Vom Krieg und dem Kriegsende in Wippingen
Vom letzten Krieg und vom Kriegsende in Wippingen am 10. April 1945 können heute nur noch wenige erzählen. Johann Tangen, geb 1933, hat vor einigen Jahren stichpunktartig einige Erlebnisse zusammen geschrieben. Tangen war bei Kriegende 12 Jahre alt. Hier einige seiner Erinnerungen:
- Die amerikanischen und englischen Bomber flogen immer wieder über das Emsland zu den Großstädten Hamburg, Bremen, Wilhelmshaven und Hannover. An einem Tag im Sommer musste ich das Mittagessen zu den Männern auf das Feld nachbringen, welches weit außerhalb in der Nähe des Gutshofes Renkenberge lag.. Hier wurde von den Männern mit einem Bindemäher der Roggen gemäht. Ein Bombergeschwader tauchte auf, flog über uns her und die Deutschen schossen dazwischen. Wir mussten schnell mit den Pferden in den nächsten Wald fliehen, bis das Geschehen vorbei war.
- Am 25. Januar 1943 flog ein Bombergeschwader über Wippingen. Ein Flugzeug wurde von deutschen Jägern angeschossen und schwer beschädigt. Das beschädigte Flugzeug warf Bomben ab, die auf das freie Feld an der Kluser Straße zwischen Kossen und Wesseln fielen. Das Flugzeug war mit 8 Besatzungsmitgliedern besetzt. 2 Männer konnten sich mit ihrem Fallschirm retten. Einer der Männer landete bei Schmunkamp im Roggenfeld. Nach Erzählungen von Wilhelmine Schmunkamp (60 Jahre später) hatte dieser Mann sehr bitterlich geweint, wurde aber trotzdem von SA-Leuten aus Ahlen abgeholt. Die übrigen Besatzungsmitglieder kamen bei dem Absturz auf dem Müll bei Dörpen ums Leben. Wegen des Bombenabwurfs wurden wir aus der Schule entlassen und mussten in kleinen Gruppen nach Hause gehen.
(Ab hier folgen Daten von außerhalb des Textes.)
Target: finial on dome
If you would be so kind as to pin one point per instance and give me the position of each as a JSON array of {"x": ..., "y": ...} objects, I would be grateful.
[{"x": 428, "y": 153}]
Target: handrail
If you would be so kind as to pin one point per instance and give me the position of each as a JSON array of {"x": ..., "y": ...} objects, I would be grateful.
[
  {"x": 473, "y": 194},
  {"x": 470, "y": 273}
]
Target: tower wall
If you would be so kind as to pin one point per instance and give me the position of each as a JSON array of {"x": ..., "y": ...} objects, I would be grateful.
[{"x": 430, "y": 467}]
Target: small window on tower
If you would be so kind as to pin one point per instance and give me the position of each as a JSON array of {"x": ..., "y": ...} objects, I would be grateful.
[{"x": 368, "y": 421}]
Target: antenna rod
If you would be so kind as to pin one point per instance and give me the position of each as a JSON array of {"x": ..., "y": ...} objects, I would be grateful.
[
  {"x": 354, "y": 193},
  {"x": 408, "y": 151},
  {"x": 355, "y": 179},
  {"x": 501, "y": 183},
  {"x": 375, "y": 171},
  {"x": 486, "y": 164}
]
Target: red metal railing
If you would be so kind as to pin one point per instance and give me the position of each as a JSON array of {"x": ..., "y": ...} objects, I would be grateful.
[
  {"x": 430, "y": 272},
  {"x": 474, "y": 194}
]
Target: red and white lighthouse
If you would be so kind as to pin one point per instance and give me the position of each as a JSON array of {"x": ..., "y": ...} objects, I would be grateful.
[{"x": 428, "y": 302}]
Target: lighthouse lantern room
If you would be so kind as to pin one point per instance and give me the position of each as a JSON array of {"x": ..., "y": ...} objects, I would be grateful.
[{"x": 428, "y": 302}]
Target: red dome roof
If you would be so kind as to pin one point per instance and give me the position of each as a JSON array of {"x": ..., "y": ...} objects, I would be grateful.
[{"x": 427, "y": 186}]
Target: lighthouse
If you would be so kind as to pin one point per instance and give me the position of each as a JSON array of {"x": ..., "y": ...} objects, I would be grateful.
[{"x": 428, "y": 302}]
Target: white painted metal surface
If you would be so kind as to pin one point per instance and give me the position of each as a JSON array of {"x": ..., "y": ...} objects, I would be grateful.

- In der Nacht vom 27. auf den 28 September 1943 stürzte auf dem Ortsteil Harpel in der Nähe von Kuper-Wöste ein britisches Flugzeug ab. An Bord befanden sich sechs Soldaten im Alter von 19 bis 22 Jahren mit ihrem 21jährigen Piloten. Beim Absturz starben alle Insassen und die Trümmer der maschine wurden überall verstreut. Gut kann ich mich an den Geruch der verkohlten Leichen erinnern, da ich zusammen mit meinem Vater am darauf folgenden Tag auf dem Kartoffelacker von Borchers, ein Schwager meines Vaters, nebenan Kartoffeln sammeln musste. Zunächst wurden die Soldaten auf dem Wippinger Friedhof bestattet links in der durch eine Hecke abgetrennte Ecke für Ausländer. Nach dem Krieg erfolgte die Umbettung auf den britischen Waldfriedhof bei Kleve.
- Wippingen gehörte zu jener Zeit zum Ortsverband Neubörger. Zum Hitler-Jugend-Treffen gingen die Kinder nach Neubörger, um sich Wehrmachtsparolen anzuhören. Während eines Treffens wurden zwei englische Soldaten vorgeführt, die im Füchtelmoor mit dem Flugzeug notgelandet waren. Die SA-Männer sagten: „Stellt die beiden an die Wand und schießt ihnen eine Kugel durch den Kopf!“ Die beiden Engländer wurden aber abgeführt und kamen in Gefangenschaft.
- Vor dem Einmarsch der Kanadier war eine deutsche Einheit auch in Wippingen stationiert. Sie war auf den Höfen Abeln, Fehrmann und Deters. Eines Nachts fuhr ein PKW von Kluse kommend in Richtung Wippingen. Kurz vor Wippingen wurde dieses Auto vom Tiefflieger beschossen, da sich das Auto in der Dunkelheit mit Scheinwerferlicht auf der Straße befand. Ein Offizier aus dem mit zwei Offizieren besetzten Auto starb bei dem Angriff, der zweite Offizier konnte sich retten.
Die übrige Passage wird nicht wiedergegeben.